Welcome to this week’s edition of Mailbox Monday.
This month Mailbox Monday is being hosted on the dedicated blog for the meme. You can check that blog to see the complete tour schedule in the left hand sidebar.
Here is what arrived at my house this week:
Thanks to James Meader at Picador, I received an Advance Readers Edition of Half-Blood Blues by Esi Edugyan (due for release in the US in March 2012) which was a 2011 Finalist for the Man Booker Prize, won the 2011 Giller Prize, and was shortlisted for the Governor General’s Literary Award for Fiction. The novel opens in Berlin in 1939 where a young trumpet-player named Hieronymus, is arrested in a Paris cafe.
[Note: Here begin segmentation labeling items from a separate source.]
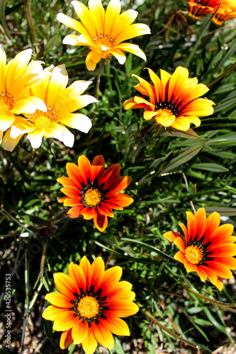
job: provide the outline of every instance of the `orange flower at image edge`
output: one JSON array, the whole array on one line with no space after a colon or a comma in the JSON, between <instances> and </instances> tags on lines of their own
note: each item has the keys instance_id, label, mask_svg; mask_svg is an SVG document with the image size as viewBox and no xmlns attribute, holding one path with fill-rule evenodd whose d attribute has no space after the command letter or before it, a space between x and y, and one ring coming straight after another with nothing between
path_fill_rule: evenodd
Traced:
<instances>
[{"instance_id":1,"label":"orange flower at image edge","mask_svg":"<svg viewBox=\"0 0 236 354\"><path fill-rule=\"evenodd\" d=\"M220 216L216 212L206 218L206 210L200 208L193 215L186 212L187 228L180 224L185 236L168 232L164 237L177 246L180 251L174 258L184 263L188 273L196 272L202 282L207 278L222 290L221 277L233 278L230 269L236 269L236 237L232 236L234 227L230 224L219 226Z\"/></svg>"},{"instance_id":2,"label":"orange flower at image edge","mask_svg":"<svg viewBox=\"0 0 236 354\"><path fill-rule=\"evenodd\" d=\"M148 96L150 101L136 96L125 101L125 110L145 108L143 118L146 120L152 120L159 126L184 131L190 128L190 123L198 127L198 117L213 114L214 102L198 98L209 88L203 84L198 84L196 77L189 78L187 69L178 67L173 75L161 69L161 79L151 69L145 69L153 85L137 75L132 76L140 81L135 88Z\"/></svg>"},{"instance_id":3,"label":"orange flower at image edge","mask_svg":"<svg viewBox=\"0 0 236 354\"><path fill-rule=\"evenodd\" d=\"M105 161L102 155L96 156L91 164L82 155L78 166L68 162L69 177L60 177L57 181L67 196L58 200L64 206L72 207L67 212L69 217L83 215L86 220L94 219L96 227L103 232L108 225L108 217L113 217L112 209L123 210L133 199L126 194L118 193L130 184L131 178L118 177L120 164L110 166L104 172Z\"/></svg>"},{"instance_id":4,"label":"orange flower at image edge","mask_svg":"<svg viewBox=\"0 0 236 354\"><path fill-rule=\"evenodd\" d=\"M130 335L128 325L120 317L136 314L138 307L133 302L135 294L131 291L132 285L119 281L121 275L120 267L105 271L101 257L90 264L86 256L79 266L73 262L69 264L68 275L62 273L53 275L59 292L45 296L52 304L43 317L54 321L55 331L62 331L62 349L74 342L82 343L86 354L93 354L98 343L113 348L112 333Z\"/></svg>"}]
</instances>

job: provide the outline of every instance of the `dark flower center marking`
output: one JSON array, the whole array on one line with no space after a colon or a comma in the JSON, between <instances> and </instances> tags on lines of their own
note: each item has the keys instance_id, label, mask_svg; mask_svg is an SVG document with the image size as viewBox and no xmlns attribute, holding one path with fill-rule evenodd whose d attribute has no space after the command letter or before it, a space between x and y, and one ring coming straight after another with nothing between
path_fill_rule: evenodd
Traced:
<instances>
[{"instance_id":1,"label":"dark flower center marking","mask_svg":"<svg viewBox=\"0 0 236 354\"><path fill-rule=\"evenodd\" d=\"M213 252L207 250L208 247L211 245L211 242L208 242L206 244L203 244L205 236L202 236L200 240L197 241L198 235L196 234L194 239L189 242L185 250L185 256L193 264L196 266L208 266L206 262L213 261L212 257L209 257Z\"/></svg>"},{"instance_id":2,"label":"dark flower center marking","mask_svg":"<svg viewBox=\"0 0 236 354\"><path fill-rule=\"evenodd\" d=\"M173 103L172 100L169 102L162 102L162 101L160 101L159 102L156 103L155 110L157 110L161 113L161 117L164 115L175 115L176 117L178 117L179 115L180 115L182 110L179 109L179 107L181 105L181 101L177 105Z\"/></svg>"},{"instance_id":3,"label":"dark flower center marking","mask_svg":"<svg viewBox=\"0 0 236 354\"><path fill-rule=\"evenodd\" d=\"M91 183L89 178L87 179L87 185L85 185L84 183L82 183L83 186L82 190L82 202L84 207L89 207L90 209L91 207L96 208L98 205L100 205L101 202L106 199L105 195L109 190L103 190L104 183L101 183L101 185L99 186L96 178L95 178L94 183Z\"/></svg>"},{"instance_id":4,"label":"dark flower center marking","mask_svg":"<svg viewBox=\"0 0 236 354\"><path fill-rule=\"evenodd\" d=\"M103 312L108 311L109 307L104 305L103 302L106 300L106 296L101 297L101 288L94 292L94 287L91 285L90 290L86 289L85 292L81 288L80 295L75 292L74 294L76 297L75 300L71 300L71 303L74 306L69 309L74 311L74 316L82 319L83 323L87 322L89 327L91 326L92 322L99 324L100 318L106 319Z\"/></svg>"}]
</instances>

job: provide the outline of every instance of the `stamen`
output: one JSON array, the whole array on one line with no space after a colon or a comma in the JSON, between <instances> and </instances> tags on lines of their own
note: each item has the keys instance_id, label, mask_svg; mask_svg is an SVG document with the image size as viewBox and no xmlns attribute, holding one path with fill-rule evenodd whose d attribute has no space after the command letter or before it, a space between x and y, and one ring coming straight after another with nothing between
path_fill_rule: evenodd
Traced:
<instances>
[{"instance_id":1,"label":"stamen","mask_svg":"<svg viewBox=\"0 0 236 354\"><path fill-rule=\"evenodd\" d=\"M99 303L94 297L86 296L79 301L77 309L82 317L91 319L99 314Z\"/></svg>"},{"instance_id":2,"label":"stamen","mask_svg":"<svg viewBox=\"0 0 236 354\"><path fill-rule=\"evenodd\" d=\"M48 108L49 109L49 108ZM51 120L47 117L40 116L35 119L35 125L38 129L47 129L51 124Z\"/></svg>"},{"instance_id":3,"label":"stamen","mask_svg":"<svg viewBox=\"0 0 236 354\"><path fill-rule=\"evenodd\" d=\"M91 188L86 192L83 199L88 206L95 207L101 202L101 194L97 188Z\"/></svg>"},{"instance_id":4,"label":"stamen","mask_svg":"<svg viewBox=\"0 0 236 354\"><path fill-rule=\"evenodd\" d=\"M199 264L203 257L203 250L201 246L191 244L185 250L185 256L193 264Z\"/></svg>"}]
</instances>

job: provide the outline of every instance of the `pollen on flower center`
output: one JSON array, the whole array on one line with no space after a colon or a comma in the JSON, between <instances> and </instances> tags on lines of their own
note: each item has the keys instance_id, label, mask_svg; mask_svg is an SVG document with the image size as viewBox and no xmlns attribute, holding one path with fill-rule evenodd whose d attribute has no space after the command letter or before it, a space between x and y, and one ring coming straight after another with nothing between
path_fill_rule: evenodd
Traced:
<instances>
[{"instance_id":1,"label":"pollen on flower center","mask_svg":"<svg viewBox=\"0 0 236 354\"><path fill-rule=\"evenodd\" d=\"M101 200L101 194L96 188L91 188L84 194L84 200L86 204L95 207Z\"/></svg>"},{"instance_id":2,"label":"pollen on flower center","mask_svg":"<svg viewBox=\"0 0 236 354\"><path fill-rule=\"evenodd\" d=\"M174 115L173 113L171 110L168 108L160 108L157 112L157 117L170 117L171 115Z\"/></svg>"},{"instance_id":3,"label":"pollen on flower center","mask_svg":"<svg viewBox=\"0 0 236 354\"><path fill-rule=\"evenodd\" d=\"M9 112L11 110L11 107L7 104L5 103L5 102L0 99L0 114L8 114Z\"/></svg>"},{"instance_id":4,"label":"pollen on flower center","mask_svg":"<svg viewBox=\"0 0 236 354\"><path fill-rule=\"evenodd\" d=\"M113 48L115 45L115 42L113 42L113 38L109 38L108 35L100 35L94 37L94 44L99 45L103 52L105 52L108 49Z\"/></svg>"},{"instance_id":5,"label":"pollen on flower center","mask_svg":"<svg viewBox=\"0 0 236 354\"><path fill-rule=\"evenodd\" d=\"M77 310L81 317L91 319L99 313L99 303L92 296L85 296L79 301Z\"/></svg>"},{"instance_id":6,"label":"pollen on flower center","mask_svg":"<svg viewBox=\"0 0 236 354\"><path fill-rule=\"evenodd\" d=\"M193 244L185 250L185 256L193 264L199 264L203 257L203 249L201 246Z\"/></svg>"},{"instance_id":7,"label":"pollen on flower center","mask_svg":"<svg viewBox=\"0 0 236 354\"><path fill-rule=\"evenodd\" d=\"M50 125L51 124L51 120L47 117L40 116L35 119L35 125L37 128L48 128Z\"/></svg>"}]
</instances>

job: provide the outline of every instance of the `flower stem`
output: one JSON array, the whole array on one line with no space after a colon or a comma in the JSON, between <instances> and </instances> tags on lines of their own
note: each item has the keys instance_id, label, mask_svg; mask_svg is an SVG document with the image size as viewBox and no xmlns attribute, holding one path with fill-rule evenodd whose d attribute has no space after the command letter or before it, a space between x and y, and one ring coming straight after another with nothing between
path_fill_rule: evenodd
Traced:
<instances>
[{"instance_id":1,"label":"flower stem","mask_svg":"<svg viewBox=\"0 0 236 354\"><path fill-rule=\"evenodd\" d=\"M41 262L40 262L40 282L43 282L43 268L44 268L44 263L45 263L45 256L46 256L46 252L47 252L47 245L48 245L48 244L45 244L45 246L43 247L42 257L41 257Z\"/></svg>"},{"instance_id":2,"label":"flower stem","mask_svg":"<svg viewBox=\"0 0 236 354\"><path fill-rule=\"evenodd\" d=\"M101 61L100 63L99 63L98 76L96 78L96 95L95 95L95 97L96 97L96 98L97 100L99 100L99 86L100 86L100 80L101 80L101 68L102 68L103 64L103 62ZM99 102L96 102L96 105L95 105L95 112L94 112L94 116L93 116L93 125L94 124L96 118L97 114L98 114L98 108L99 108Z\"/></svg>"},{"instance_id":3,"label":"flower stem","mask_svg":"<svg viewBox=\"0 0 236 354\"><path fill-rule=\"evenodd\" d=\"M203 295L200 292L198 292L196 290L193 290L193 289L191 289L190 287L189 287L183 280L180 280L180 283L181 286L187 290L187 292L191 292L192 294L194 294L195 295L198 296L198 297L201 297L201 299L203 299L204 300L208 301L210 304L213 304L214 305L218 306L218 307L222 307L223 309L227 309L228 311L231 311L231 312L235 312L236 313L236 311L230 309L230 307L236 307L236 304L230 304L230 302L223 302L223 301L218 301L215 300L214 299L210 299L210 297L206 296L206 295Z\"/></svg>"},{"instance_id":4,"label":"flower stem","mask_svg":"<svg viewBox=\"0 0 236 354\"><path fill-rule=\"evenodd\" d=\"M140 306L140 304L137 304L138 306ZM163 324L160 324L159 321L157 321L154 316L152 316L148 311L147 311L145 309L141 309L141 311L146 315L147 316L148 318L150 318L154 324L157 324L163 331L165 332L168 333L171 336L172 336L174 338L176 339L181 341L181 342L184 343L187 346L189 346L191 347L195 348L197 349L198 348L198 346L196 344L194 344L193 343L190 342L189 341L187 341L186 339L184 339L184 338L181 337L178 334L176 334L174 332L172 332L170 329L167 329Z\"/></svg>"}]
</instances>

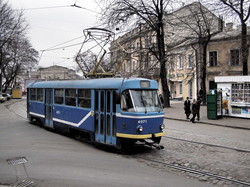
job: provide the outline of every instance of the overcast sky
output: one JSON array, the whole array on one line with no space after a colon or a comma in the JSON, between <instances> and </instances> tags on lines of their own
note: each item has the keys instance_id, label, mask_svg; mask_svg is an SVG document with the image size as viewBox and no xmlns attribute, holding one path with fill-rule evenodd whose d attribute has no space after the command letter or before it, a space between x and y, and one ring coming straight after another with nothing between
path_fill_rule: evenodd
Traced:
<instances>
[{"instance_id":1,"label":"overcast sky","mask_svg":"<svg viewBox=\"0 0 250 187\"><path fill-rule=\"evenodd\" d=\"M73 68L74 55L81 45L44 51L83 36L83 29L101 27L95 0L8 0L13 9L23 9L29 24L28 36L33 47L42 55L39 66L60 65ZM82 8L72 7L76 4ZM77 44L84 38L58 47Z\"/></svg>"}]
</instances>

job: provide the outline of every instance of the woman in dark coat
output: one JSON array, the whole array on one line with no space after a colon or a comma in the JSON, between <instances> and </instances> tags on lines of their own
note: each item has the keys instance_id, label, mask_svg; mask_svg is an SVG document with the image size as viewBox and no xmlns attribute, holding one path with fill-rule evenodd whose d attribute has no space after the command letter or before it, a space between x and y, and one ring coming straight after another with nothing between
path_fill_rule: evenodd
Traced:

The star musician was never heard from again. He was twenty years old. He was a German citizen. And he was black. Fifty years later, Sidney Griffiths, the only witness that day, still refuses to speak of what he saw. When Chip Jones, his friend and fellow band member, comes to visit, recounting the discovery of a strange letter, Sid begins a slow journey towards redemption. Half-Blood Blues is described as “an electric, heart-breaking story about music, race, love and loyalty, and the sacrifices we ask of ourselves, and demand of others, in the name of art.”
Esi Edugyn has a Masters in Writing from Johns Hopkins Writing Seminars. Her work has appeared in several anthologies, including Best New American Voices 2003, ed. Joyce Carol Oates, and Revival: An Anthology of Black Canadian Writing (2006). Her debut novel, The Second Life of Samuel Tyne, was nominated for the Hurston/Wright Legacy Award. Edugyan has held fellowships in the US, Scotland, Iceland, Germany, Hungary, Finland, Spain and Belgium. She has taught creative writing at both Johns Hopkins University and the University of Victoria. She currently lives in Victoria, British Columbia. Read more about Edugyan and her work by visiting the author’s website.
Algonquin Books sent me a copy of Maman’s Homesick Pie: A Persian Heart in an American Kitchenby Donia Bijan as part of BOOK CLUB (discussion on this book will happen on Nicole’s blog on December 13th). Donia Bijan’s family fled to California’s Bay Area in 1978 when the Islamic revolution in Iran threatened their safety. Award-winning chef Donia Bijan’s memoir centers around her mother. Evoking a vibrant kaleidoscope of cultures and cuisines, she shares thirty inspired recipes from her childhood, her French training, and her cooking career.
Donia Bijan graduated from UC Berkeley and the Cordon Bleu in Paris. After presiding over a number of San Francisco acclaimed restaurants and earning awards for her French-inspired cuisine, she ran her own restaurant, L’Amie Donia, in Palo Alto for ten years. Since closing her restaurant in 2004, Bijan has divided her days between raising her son, catering, and writing her memoir. Learn more about Bijan and her work by visiting the author’s website.
Hyperion Voice sent me an Advance Readers Edition of Arcadia by Lauren Groff (due for release in March 2012). This from the publisher: “Arcadia is the romantic, lush, haunting story of the American Dream and of a gifted young man born into an idealistic community.” The novel takes place in the late 1960s in Western New York State where several dozen idealists set out to live off the land. Centered around a young boy – Ridley Sorrel Stone, known as “Little Bit – the story evolves over three generations as Little Bit grows into a man.
Lauren Groff was born in 1978 in Cooperstown, N.Y. She graduated from Amherst College and has an MFA in fiction from the University of Wisconsin-Madison. Her short stories have appeared in a number of journals, including the New Yorker, The Atlantic Monthly, Ploughshares, Glimmer Train, One Story, and Subtropics. She was awarded the Axton Fellowship in Fiction at the University of Louisville, and has had residencies and fellowships at Yaddo, Bread Loaf Writers’ Conference, and Ragdale. Groff’s first novel, The Monsters of Templeton (2008), was a New York Times and Booksense bestseller, and was shortlisted for the Orange Prize for New Writers. Her second book, Delicate Edible Birds, is a collection of stories. She lives in Gainesville, Florida with her husband and two sons. Read more about Groff and her work by visiting the author’s website.
Did any amazing books find their way into YOUR home this week?